The module that controls the air ride system will often be on the same network as the ABS and steering.

Other indicators of the complexity of the system are the number of other modules connected to the air ride system. In some cases, the air ride system might communicate only with the ABS module. Some vehicles will have the air ride module connected to the CAN bus that communicates with the vehicle’s ABS, ECM and BCM.

Why is knowing this important? Knowing what you are dealing with is critical because air ride corrections occur for a variety of conditions. In addition, when a correction is carried out, the system checks the correction with the pressure and ride height sensors.

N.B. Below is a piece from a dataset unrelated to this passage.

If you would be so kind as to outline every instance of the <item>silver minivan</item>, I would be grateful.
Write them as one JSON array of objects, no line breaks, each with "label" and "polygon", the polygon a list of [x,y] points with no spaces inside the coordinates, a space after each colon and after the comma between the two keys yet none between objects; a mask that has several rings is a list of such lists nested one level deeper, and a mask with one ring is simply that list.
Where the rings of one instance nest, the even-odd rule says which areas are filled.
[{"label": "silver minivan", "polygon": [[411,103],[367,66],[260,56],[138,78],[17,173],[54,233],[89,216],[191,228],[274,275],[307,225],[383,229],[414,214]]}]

What is the system doing at startup?

On most air ride systems, when the ignition is turned on, the system performs a self-check and does a little housekeeping. The system may lift the vehicle to a higher-than-normal ride height and then trim to the correct height using the outlet or exhaust valves. On four-corner systems, the rear will typically raise first, followed by the front. This can also help to flush condensation from the air springs.

When the car is first started, observe if the self-checks happen.

If the vehicle has electronically adjustable dampening, the valves are typically actuated to the fully open and closed positions. This requires a continuity check to make sure there is no open, short or high resistance in the system.

Why is this important? Most air ride and chassis codes are set in the first minute after the car is started. The self-check ensures that all the sensors and solenoids are functioning. If the compressor runs too long or the pressure drops too much, the system might set a code.

What is the exhaust valve doing?

Exhaust valves on a compressor do more than just lower the suspension. Most systems will open the exhaust valve for less than a few seconds before the compressor is engaged to release air from the compression chamber, ensuring low-current draw during activation.

The exhaust valve also can be used to purge condensation in the compressor and lines. Certain systems might also purge the lines after the vehicle is turned off.

Why is this important? Next to the air springs and compressor, the most likely component to fail is the main exhaust valve mounted to the compressor. If the exhaust valve is leaking or is stuck shut, the system will have multiple failure symptoms.